VISTOS por esta Sección Primera de la Ilma. Audiencia Provincial de Valladolid, en grado de apelación, los autos de Juicio ordinario nº 410/2013 del Juzgado de 1ª Instancia nº 6 de Valladolid, seguido entre partes, de una como DEMANDANTE- APELANTE: SOCIEDAD MUNICIPAL SUELO Y VIVIENDA DE VALLADOLID S.L con domicilio social en Valladolid, representado por la Procuradora Dª Laura Sánchez Herrera y defendido por el letrado D. Javier Aguado Zárraga, y como DEMANDADO-APELADO: LESAFRE IBERICA S.A, con domicilio social en Valladolid, representado por el Procurador Don Julio César Samaniego Molpeceres y defendido por el letrado Don José-Ramón Casado Valderrábano ; sobre reclamación de cantidad.
Antecedentes
PRIMERO.- Se aceptan los antecedentes de hecho de la resolución recurrida.
SEGUNDO.- Seguido el litigio en cuestión por sus trámites legales ante el Juzgado de Primera Instancia de referencia, con fecha 27-09-2013, se dictó sentencia cuyo fallo dice así: 'Que desestimando la demanda formulada por la representación de SOCIEDAD MUNICIPAL DEL SUELO Y VIVIENDA DE VALLADOLID S.L. contra LESAFRE IBÉRICA S.A. debo absolver y absuelvo al mencionado demandado de los pedimentos de la misma, con condena en costas al demandante.'
TERCERO.- Notificada a las partes la referida sentencia, por la representación de Sociedad Municipal Suelo y Vivienda de Valladolid S.L se interpuso recurso de apelación dentro del término legal alegando lo que estimó oportuno. Por la parte contraria se presentó escrito de oposición al recurso. Recibidos los autos en este Tribunal y personadas las partes, se señaló para deliberación, votación y fallo el día 12 de febrero de 2014, en que ha tenido lugar lo acordado.

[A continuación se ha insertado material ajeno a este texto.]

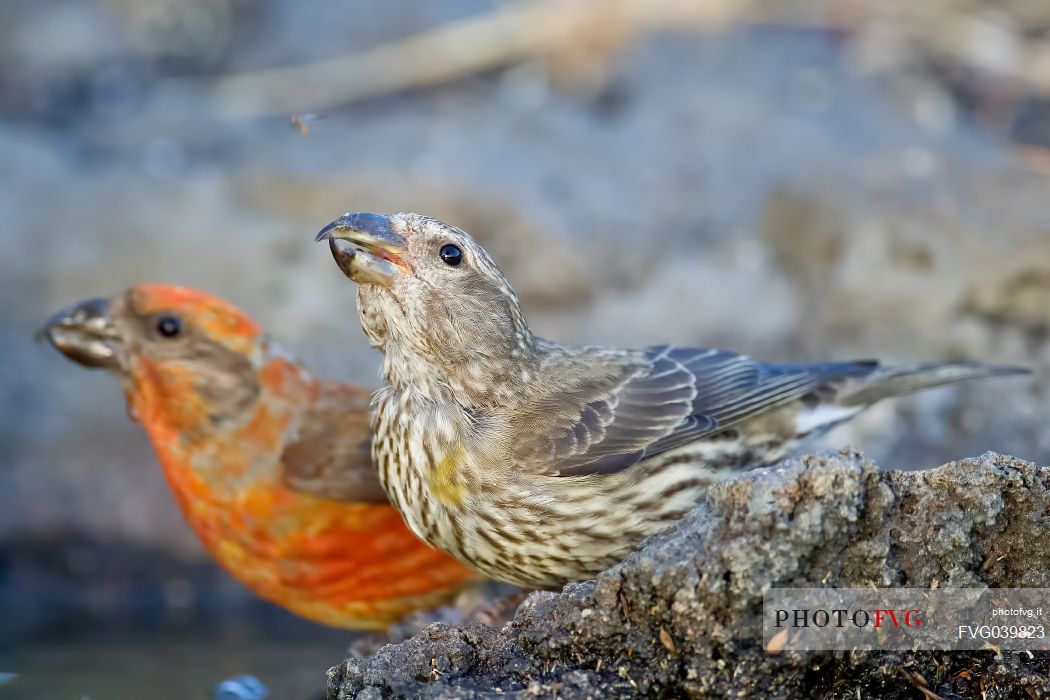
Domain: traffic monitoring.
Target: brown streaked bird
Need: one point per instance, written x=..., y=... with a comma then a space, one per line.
x=270, y=465
x=538, y=463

Vistos, siendo ponente DON JOSE ANTONIO SAN MILLÁN MARTÍN.
Fundamentos
PRIMERO.- Dictada Sentencia por el Juzgado de 1ª Instancia Nº 6 de Valladolid de fecha de 27-9-13 , que desestima la reclamación de cantidad, importe total de 935.862,97 €, deducida en demanda formulada por la entidad Sociedad Municipal de Suelo y Vivienda de Valladolid, S.L., recurre ante esa Sala, en segunda instancia, insistiendo y considerando pertinente su demanda en tanto en cuanto resulta fundamentada en lo prevenido en la cláusula 3ª del contrato suscrito entre las partes (de entre otros) de fecha de 21-7-08, que correctamente interpretado, obliga a esa entidad demandada a la devolución, con cargo a las cantidades ya percibidas por la misma por consecuencia del desarrollo parcial del contrato de referencia, de la suma de 1.300.000 €, que determinan la presente reclamación, deducidas las 364.137,03 €, estimados por los costes de retirada de escombros y relleno de zahorra previstos en el contrato y de cargo de la actora.

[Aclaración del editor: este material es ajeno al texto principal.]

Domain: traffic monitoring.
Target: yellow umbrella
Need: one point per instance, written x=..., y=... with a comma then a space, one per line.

SEGUNDO.- Efectivamente, la cuestión neurálgica a tratar en autos deriva de la correcta interpretación que deba hacerse de la cláusula 3ª del contrato suscrito entre las partes de fecha de 21-7-08, que trae causa de otros anteriores suscritos entre mismas partes: inicial firma de la demandada con el Ayuntamiento de Valladolid de un Protocolo de Colaboración, dentro del Programa de Reubicación de Empresas, (29-11-06), contrato de 5-2-07 para la adquisición, por parte de la demandante a la demandada de sus terrenos industriales en Callejón de la Alcoholera (Valladolid), importe de 52.530.293 € más IVA, con desmantelamiento de su Industria y descontaminación y su reubicación en la finca adquirida de la antigua fábrica de Nicas en Avda de Burgos (Valladolid), contrato de modificación de fecha de 31-1-08, sobre aspectos relativos a la forma de pago del precio convenido, trabajos a realizar en las fincas,...y firma finalmente del contrato de concesión del derecho de opción de compra para la actora de 21-7-08, que incluye la cláusula de controversia en autos.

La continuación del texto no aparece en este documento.